Sometimes you can have this museum to yourself. Ton Duc Thang was Ho Chi Minh's successor as president of Vietnam. He died in office 1980. There are many photos and displays that illustrate his role in the Vietnamese Revolution, including his time spent imprisoned on Con Dao Island.
Not essential viewing but if you need a break from the heat it's only 10,000 dong. Open 8-11 am and 2-6 pm Tuesday to Saturday
5 Ton Duc Thang
A Hiu Quan supposed to be the chinese assembly hall but this one there are actually worshiping a few Gods. The pagoda is near a school so if you visit there at the time the student finished school, you will have trouble getting in or walking out from the pagoda.
This is the main backpacker area. If you are staying outside of Pham Ngu Lao, no harm strolling in to have a look at this buzzing place, with its many cafes, internet shops, souvenir and craft outlets, tour agencies, restaurants and shops and peddlars selling pirated DVDs and books and a place crawling with backpackers from all nations.
My Cyclo driver took me here. I am not so sure that it is such a good idea now with the Avian Flu going strong in Vietnam, but then it was really fun to see so many chicken cackling away in one spot. It is within Cholon, the traditional Chinese area in HCMC and you shouldn't miss it - you can smell chicken poo from miles away.
Experience a piece of everyday life by visiting the wet markets - Ben Thanh and Thai Binh for examples. You don't see this in the West. This is where folks get their groceries - fresh meat, seafood, fruits, vegetables and breakfast! Watch the ritual of the morning unfold before your eyes with cries of sales, stalls hawking weird and exciting food items and smell the aroma of the place, as long as you do not mind the chaos, the dirty water and the jostling crowd of ladies/mothers going about their shopping!
My cyclo driver took me here. This is the part of HCMC that the Vietnamese government does not want you to see. Hidden away at the local quarters, the Black River (and it is REALLY black) slums are a depressing sight to behold. This is a first for me, coming so close to one, and I must say, I am a little taken aback by the living conditions. People are actually living on those boats in those brackish smelly waters. This is real culture shock and really makes you appreciate the comforts you have. I took a reality check.
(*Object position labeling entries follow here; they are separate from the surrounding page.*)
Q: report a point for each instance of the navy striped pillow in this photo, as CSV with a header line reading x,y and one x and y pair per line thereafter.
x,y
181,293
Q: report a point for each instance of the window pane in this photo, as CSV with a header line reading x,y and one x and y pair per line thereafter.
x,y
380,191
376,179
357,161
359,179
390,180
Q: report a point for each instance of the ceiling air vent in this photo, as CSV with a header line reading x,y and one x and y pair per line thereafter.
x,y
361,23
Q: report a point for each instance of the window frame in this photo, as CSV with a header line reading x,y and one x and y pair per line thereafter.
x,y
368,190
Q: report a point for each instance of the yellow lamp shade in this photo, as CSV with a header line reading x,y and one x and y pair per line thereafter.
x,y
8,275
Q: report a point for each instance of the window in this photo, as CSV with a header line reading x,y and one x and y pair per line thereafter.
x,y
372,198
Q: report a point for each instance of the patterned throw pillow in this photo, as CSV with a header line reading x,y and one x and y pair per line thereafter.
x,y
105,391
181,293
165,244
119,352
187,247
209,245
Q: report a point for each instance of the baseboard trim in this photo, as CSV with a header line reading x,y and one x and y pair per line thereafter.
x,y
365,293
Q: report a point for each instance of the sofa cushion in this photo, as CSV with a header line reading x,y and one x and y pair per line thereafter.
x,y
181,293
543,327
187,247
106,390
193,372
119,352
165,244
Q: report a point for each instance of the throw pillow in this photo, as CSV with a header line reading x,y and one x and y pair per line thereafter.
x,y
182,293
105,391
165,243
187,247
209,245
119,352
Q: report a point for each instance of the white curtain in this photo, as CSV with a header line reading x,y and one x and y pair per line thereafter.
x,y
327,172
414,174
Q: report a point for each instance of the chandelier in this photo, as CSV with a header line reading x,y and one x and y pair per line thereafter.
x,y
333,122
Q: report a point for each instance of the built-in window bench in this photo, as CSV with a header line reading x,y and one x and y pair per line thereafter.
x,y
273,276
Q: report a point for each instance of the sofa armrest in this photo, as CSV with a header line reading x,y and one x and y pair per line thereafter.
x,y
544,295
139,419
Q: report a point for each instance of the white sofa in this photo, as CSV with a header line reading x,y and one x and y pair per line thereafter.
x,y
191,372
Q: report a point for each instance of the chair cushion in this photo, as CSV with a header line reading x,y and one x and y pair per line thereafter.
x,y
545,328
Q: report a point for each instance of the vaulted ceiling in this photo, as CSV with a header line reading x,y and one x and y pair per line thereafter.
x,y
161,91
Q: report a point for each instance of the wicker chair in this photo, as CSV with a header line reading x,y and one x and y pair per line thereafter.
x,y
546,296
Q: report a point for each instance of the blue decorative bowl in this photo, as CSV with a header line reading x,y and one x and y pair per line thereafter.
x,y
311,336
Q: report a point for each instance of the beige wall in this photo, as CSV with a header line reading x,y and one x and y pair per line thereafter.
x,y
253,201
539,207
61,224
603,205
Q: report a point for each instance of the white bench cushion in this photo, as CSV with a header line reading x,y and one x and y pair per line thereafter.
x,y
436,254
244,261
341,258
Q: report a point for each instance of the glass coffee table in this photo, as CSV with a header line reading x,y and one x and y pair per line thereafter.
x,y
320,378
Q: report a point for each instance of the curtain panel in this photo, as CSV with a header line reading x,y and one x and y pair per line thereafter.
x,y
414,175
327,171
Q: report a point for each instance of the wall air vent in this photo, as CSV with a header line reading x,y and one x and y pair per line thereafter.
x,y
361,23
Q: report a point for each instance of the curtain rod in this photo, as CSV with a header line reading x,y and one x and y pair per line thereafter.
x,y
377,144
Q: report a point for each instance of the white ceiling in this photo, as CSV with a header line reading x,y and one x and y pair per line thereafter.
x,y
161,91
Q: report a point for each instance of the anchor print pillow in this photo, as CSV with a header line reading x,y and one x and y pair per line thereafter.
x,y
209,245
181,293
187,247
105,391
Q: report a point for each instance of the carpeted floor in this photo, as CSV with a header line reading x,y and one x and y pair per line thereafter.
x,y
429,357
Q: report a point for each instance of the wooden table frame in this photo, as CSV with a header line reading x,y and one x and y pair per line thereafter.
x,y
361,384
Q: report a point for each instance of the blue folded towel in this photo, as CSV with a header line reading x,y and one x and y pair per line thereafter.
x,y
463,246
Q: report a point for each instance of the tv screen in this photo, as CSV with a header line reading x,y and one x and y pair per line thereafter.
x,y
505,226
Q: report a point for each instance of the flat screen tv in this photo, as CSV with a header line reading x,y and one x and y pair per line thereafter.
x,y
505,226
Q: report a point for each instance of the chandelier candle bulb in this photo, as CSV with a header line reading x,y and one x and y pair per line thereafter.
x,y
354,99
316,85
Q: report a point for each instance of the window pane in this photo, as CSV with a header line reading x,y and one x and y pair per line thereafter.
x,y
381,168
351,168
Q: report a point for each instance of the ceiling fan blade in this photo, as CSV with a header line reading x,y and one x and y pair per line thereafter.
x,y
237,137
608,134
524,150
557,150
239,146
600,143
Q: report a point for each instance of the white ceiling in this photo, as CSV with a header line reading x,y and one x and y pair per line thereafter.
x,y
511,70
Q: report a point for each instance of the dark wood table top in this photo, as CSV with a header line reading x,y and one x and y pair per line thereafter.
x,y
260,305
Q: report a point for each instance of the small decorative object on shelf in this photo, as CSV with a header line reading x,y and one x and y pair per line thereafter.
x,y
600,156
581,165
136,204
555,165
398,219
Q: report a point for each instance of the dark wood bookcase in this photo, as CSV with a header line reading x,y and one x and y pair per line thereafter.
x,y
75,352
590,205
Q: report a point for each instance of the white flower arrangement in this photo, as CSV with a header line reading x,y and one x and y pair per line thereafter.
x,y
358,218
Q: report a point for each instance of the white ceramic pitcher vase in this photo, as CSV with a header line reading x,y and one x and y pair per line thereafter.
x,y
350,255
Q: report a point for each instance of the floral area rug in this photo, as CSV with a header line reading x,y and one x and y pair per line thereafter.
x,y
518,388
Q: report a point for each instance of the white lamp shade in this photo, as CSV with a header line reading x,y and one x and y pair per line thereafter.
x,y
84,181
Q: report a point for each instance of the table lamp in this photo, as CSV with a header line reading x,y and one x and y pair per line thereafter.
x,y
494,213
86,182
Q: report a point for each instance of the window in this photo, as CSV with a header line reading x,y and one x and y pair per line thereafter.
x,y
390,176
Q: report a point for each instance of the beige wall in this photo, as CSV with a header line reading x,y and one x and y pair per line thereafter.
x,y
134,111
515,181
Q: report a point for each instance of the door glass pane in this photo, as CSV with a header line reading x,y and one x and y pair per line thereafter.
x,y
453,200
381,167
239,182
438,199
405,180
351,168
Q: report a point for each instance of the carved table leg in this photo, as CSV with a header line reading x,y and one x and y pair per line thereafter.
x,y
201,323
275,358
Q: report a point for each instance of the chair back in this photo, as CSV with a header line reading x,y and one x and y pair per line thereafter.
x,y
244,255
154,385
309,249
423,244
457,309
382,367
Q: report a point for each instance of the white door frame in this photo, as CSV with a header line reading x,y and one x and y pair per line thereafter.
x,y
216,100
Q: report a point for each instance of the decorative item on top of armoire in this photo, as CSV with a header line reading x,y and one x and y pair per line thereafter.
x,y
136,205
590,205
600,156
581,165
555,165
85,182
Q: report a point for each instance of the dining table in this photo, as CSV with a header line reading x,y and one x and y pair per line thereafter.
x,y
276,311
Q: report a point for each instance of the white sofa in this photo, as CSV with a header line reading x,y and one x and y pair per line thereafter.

Yes, dog meat! Dog meat has been a staple for the Viets for thousands of years. (Before you start campaigning the Viets to stop eating dog, try convincing your folks back home to stop eating cow. They are both just as cruel) Get chummy with a Cyclo driver and he will most likely bring you to the haunts. Today, many of HCMC's dog meat stalls have been "exiled" to the local quarters of the City, hidden away from the eyesight of tsk-ing Westerners. Which honestly, is a shame!
A fruit quite indigenous to Indochina, it's a green "hardy" looking fruit (kinda resembling a round guava or green apple) but when fully ripe, the flesh is soft, very sweet, tasting like condensed milk, and with the texture of chiku (sapodilla) and soursop (guanabana). It's quite a delight! Folks either sliced it as you would an orange or simply cut an opening and scoop out the content (kinda like how you would eat a grapefruit).
Note: The fruit should be in season during December and you should be able to see it in most fruit stalls/shops.